Providers usually offer payout on cover for between 12 and 24 months and you are asked to wait for between 30 and 90 days before putting in a claim after becoming unemployed. Upon commencement of the policy some providers will backdate their insurance to the first day of being unemployed. You can find out the exact terms in the small print or key facts of the cover before buying and this is something that should be compared along with the cost.

The cost of redundancy insurance will depend on your age at the time of applying for your policy and how much you wish to insure each month. All lenders will only allow you to cover up to a certain amount of your outgoings each month so when comparing the cost of the premiums also compare the terms of the cover.
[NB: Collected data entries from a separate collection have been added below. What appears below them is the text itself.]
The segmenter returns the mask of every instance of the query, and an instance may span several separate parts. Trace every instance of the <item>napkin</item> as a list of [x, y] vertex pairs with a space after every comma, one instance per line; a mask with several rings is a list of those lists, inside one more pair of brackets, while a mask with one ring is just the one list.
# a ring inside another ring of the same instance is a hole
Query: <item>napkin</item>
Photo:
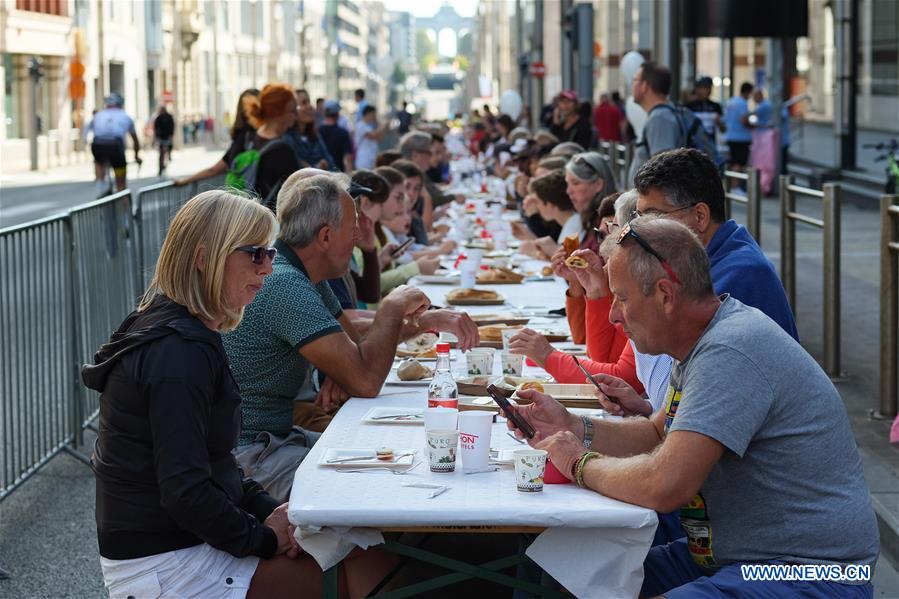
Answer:
[[354, 547], [368, 549], [384, 542], [381, 531], [374, 528], [310, 526], [297, 528], [294, 536], [303, 551], [315, 559], [322, 571], [339, 564]]

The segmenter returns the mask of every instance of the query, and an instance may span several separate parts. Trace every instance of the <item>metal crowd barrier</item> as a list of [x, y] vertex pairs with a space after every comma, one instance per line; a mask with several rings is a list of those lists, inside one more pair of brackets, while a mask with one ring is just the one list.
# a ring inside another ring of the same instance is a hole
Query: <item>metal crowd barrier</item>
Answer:
[[[796, 212], [796, 196], [821, 200], [823, 219]], [[831, 377], [840, 376], [840, 209], [838, 183], [823, 190], [793, 185], [791, 177], [780, 177], [780, 278], [793, 314], [796, 314], [796, 223], [824, 233], [824, 367]]]
[[[0, 230], [0, 501], [78, 451], [98, 394], [81, 365], [135, 307], [171, 216], [222, 178], [121, 193]], [[146, 226], [144, 226], [146, 225]]]
[[0, 500], [77, 428], [71, 247], [67, 216], [0, 231]]
[[[124, 190], [69, 212], [71, 220], [74, 302], [80, 364], [94, 352], [134, 309], [140, 295], [135, 260], [135, 220], [131, 192]], [[164, 232], [163, 232], [164, 234]], [[76, 385], [78, 402], [76, 446], [100, 408], [100, 394]]]
[[899, 409], [899, 196], [880, 198], [880, 412]]
[[599, 153], [606, 157], [619, 189], [630, 189], [628, 174], [634, 160], [634, 145], [614, 141], [599, 142]]
[[[746, 204], [746, 229], [762, 244], [762, 185], [757, 168], [750, 168], [747, 172], [724, 171], [724, 210], [727, 218], [731, 214], [731, 202]], [[746, 184], [746, 195], [728, 191], [731, 181], [741, 181]]]

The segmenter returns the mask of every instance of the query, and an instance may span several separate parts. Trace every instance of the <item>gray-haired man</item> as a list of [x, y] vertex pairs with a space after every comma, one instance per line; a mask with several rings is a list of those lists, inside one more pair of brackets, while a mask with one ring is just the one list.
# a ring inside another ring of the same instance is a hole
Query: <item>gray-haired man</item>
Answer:
[[[663, 409], [592, 420], [526, 391], [533, 403], [517, 410], [579, 485], [680, 508], [687, 538], [650, 550], [642, 595], [870, 597], [869, 580], [842, 578], [873, 566], [879, 540], [846, 409], [824, 371], [762, 312], [715, 295], [705, 249], [684, 225], [637, 218], [601, 249], [609, 319], [639, 351], [676, 360]], [[825, 578], [743, 578], [741, 566], [774, 563], [822, 566]]]

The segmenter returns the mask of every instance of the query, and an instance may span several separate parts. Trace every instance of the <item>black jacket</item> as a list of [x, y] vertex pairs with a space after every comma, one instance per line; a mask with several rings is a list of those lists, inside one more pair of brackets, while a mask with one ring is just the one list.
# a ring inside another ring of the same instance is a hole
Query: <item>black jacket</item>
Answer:
[[218, 333], [164, 296], [125, 319], [81, 371], [102, 393], [91, 456], [100, 555], [132, 559], [200, 543], [271, 557], [278, 502], [231, 450], [240, 396]]
[[153, 135], [156, 139], [171, 139], [175, 134], [175, 119], [169, 113], [160, 114], [153, 121]]

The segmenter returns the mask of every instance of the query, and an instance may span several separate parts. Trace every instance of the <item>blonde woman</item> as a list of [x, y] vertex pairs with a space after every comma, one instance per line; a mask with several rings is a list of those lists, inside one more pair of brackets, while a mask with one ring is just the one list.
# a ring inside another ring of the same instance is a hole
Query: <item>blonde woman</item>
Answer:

Unemployment insurance to protect against redundancy can be taken out to safeguard your loan and credit card repayments if you choose to take out loan payment protection. This would give you an income that is tax-free to ensure that you are able to maintain your outgoings and so not get into debt. It will protect your credit rating and also ensure that you will not get a CCJ.

Mortgage payment protection taken as unemployment insurance would allow you to maintain your mortgage each month and so you are not at risk of losing your home. You would not have to worry about the lender threatening repossession.

If you safeguard your income on the whole with income payment protection insurance taken out as redundancy insurance, you would be able to continue meeting all your outgoings in general. This would include loan and mortgage repayments along with the smaller outgoings which means you wouldn’t have to change your lifestyle drastically.